I have been eating. I have been sleeping. I have even been having some fun. But when night comes, I am glad. Glad that I can give up on another day. Part of me wishes to sleep all day, every day. To leave my daily tasks behind. I am struggling with school; my routine is sloppy at best. I am low on energy, low on happiness.

I am not smiling at life right now. Sometimes I wonder why I’m doing this, when it seems so easy to leave this all behind. To go on one last faux crusade, going out in a blaze of glory. Beyond this immoral whisper lies reality. A reality in which I must keep plugging away.

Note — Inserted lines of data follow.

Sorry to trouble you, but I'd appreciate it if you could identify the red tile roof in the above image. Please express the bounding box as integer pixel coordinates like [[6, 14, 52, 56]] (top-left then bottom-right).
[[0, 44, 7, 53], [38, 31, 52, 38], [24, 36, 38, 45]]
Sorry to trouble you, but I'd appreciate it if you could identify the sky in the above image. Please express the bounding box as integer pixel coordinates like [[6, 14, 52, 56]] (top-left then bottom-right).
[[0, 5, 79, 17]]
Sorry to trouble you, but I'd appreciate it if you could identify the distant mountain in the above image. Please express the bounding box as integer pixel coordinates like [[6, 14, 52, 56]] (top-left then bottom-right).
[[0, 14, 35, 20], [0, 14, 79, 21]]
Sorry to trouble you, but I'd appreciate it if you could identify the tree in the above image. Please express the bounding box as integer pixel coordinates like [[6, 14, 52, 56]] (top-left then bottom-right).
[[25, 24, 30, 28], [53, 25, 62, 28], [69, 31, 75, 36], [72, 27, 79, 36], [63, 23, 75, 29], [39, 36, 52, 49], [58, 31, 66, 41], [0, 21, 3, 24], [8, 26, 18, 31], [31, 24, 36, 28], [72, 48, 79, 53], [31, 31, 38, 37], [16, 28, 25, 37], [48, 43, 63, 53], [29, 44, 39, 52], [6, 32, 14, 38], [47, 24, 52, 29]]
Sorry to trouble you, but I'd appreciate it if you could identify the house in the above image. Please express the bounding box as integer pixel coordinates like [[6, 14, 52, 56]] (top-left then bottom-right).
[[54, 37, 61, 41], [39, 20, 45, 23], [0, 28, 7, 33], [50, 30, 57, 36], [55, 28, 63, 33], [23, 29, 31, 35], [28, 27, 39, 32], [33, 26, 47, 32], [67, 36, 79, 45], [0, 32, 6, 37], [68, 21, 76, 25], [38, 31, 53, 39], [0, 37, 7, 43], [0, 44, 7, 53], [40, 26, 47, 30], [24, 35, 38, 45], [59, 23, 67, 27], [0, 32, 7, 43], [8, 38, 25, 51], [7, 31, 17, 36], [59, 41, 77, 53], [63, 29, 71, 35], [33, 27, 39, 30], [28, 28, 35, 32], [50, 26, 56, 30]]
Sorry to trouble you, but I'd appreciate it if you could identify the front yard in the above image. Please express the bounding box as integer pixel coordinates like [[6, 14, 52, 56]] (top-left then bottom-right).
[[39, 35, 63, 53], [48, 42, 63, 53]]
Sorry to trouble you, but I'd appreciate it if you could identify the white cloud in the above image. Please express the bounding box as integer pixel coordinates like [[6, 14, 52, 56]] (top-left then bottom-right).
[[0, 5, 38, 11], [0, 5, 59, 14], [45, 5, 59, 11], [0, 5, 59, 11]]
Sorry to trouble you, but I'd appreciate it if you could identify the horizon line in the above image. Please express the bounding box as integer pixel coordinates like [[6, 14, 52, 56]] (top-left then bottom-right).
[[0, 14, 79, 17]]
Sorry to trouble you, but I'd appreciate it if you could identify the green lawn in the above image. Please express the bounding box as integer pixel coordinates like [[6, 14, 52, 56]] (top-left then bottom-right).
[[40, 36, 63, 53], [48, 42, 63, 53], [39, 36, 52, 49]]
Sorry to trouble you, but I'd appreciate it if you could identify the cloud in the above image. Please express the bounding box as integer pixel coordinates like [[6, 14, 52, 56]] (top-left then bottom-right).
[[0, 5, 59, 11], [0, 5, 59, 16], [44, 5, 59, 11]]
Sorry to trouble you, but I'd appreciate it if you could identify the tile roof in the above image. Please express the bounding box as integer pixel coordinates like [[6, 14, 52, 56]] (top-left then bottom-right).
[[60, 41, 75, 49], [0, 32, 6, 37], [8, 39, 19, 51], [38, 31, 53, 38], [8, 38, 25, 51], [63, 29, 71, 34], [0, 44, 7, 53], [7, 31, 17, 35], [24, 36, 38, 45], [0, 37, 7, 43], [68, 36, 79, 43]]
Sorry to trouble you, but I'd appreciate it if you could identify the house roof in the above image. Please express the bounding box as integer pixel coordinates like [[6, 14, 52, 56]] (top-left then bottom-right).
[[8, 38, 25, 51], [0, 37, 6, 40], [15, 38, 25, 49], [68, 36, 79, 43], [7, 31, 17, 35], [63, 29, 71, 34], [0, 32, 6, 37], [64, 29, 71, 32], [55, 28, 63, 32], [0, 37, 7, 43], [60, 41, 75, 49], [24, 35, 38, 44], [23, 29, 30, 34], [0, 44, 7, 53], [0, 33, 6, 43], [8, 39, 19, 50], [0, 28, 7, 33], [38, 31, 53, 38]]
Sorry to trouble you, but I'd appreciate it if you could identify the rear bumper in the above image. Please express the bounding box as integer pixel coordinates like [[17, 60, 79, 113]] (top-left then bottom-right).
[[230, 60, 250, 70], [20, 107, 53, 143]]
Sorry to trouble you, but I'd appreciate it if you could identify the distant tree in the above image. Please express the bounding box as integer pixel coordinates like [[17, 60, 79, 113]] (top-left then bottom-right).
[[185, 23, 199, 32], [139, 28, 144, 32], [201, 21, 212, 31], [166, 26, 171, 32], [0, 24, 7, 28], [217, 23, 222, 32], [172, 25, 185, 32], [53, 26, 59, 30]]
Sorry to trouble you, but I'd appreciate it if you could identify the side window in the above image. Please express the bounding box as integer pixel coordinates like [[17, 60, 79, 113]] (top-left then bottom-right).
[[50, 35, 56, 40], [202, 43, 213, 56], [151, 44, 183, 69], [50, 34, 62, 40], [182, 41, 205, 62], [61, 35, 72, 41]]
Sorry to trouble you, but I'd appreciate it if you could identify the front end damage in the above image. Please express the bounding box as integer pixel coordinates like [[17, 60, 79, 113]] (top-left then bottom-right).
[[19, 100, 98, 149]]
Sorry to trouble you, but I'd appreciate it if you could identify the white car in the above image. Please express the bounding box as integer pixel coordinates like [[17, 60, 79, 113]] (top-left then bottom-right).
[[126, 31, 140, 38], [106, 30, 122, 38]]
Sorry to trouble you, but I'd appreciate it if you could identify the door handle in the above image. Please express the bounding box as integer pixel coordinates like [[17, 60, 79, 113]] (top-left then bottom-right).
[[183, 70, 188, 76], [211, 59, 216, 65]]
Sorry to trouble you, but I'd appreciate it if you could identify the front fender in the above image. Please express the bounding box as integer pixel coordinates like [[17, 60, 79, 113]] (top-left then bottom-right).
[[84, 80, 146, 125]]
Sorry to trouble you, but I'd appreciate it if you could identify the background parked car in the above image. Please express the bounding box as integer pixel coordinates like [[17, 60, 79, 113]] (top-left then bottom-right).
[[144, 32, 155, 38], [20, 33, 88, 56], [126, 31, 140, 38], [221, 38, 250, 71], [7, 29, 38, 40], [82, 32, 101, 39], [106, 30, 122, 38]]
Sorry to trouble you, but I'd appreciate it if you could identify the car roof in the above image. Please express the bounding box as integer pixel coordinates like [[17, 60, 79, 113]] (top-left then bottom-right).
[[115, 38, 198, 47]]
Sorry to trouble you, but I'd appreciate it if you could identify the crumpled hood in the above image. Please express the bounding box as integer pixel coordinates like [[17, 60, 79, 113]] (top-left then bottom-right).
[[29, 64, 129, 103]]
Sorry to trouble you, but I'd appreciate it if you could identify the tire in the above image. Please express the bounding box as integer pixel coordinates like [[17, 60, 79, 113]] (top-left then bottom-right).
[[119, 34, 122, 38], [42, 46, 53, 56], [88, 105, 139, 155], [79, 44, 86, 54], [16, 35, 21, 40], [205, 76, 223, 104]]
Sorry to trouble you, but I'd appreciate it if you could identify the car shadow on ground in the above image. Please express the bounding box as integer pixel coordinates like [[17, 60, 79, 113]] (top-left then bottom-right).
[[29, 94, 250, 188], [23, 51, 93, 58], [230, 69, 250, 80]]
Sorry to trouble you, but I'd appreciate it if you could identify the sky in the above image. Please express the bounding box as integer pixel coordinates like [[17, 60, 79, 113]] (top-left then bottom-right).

I went for a walk today. Not because I wanted to, but I know I need to care for myself. I know how to cope. That surprises me, I thought I would never reach the day. But there have been times where I know that the slightly younger version of me would have went over the edge. Through life experience and professional help, I have assembled the means to protect myself. Coping isn’t always pretty. It’s not always out running, or talking with somebody. Sometimes coping is as simple as brushing your teeth or having a snack. Every little thing can have a positive impact. Simply breathing is a step forward. A step forward to a happier time. Right now is not a very happy time for me. But I’ll still be here when the tides turn.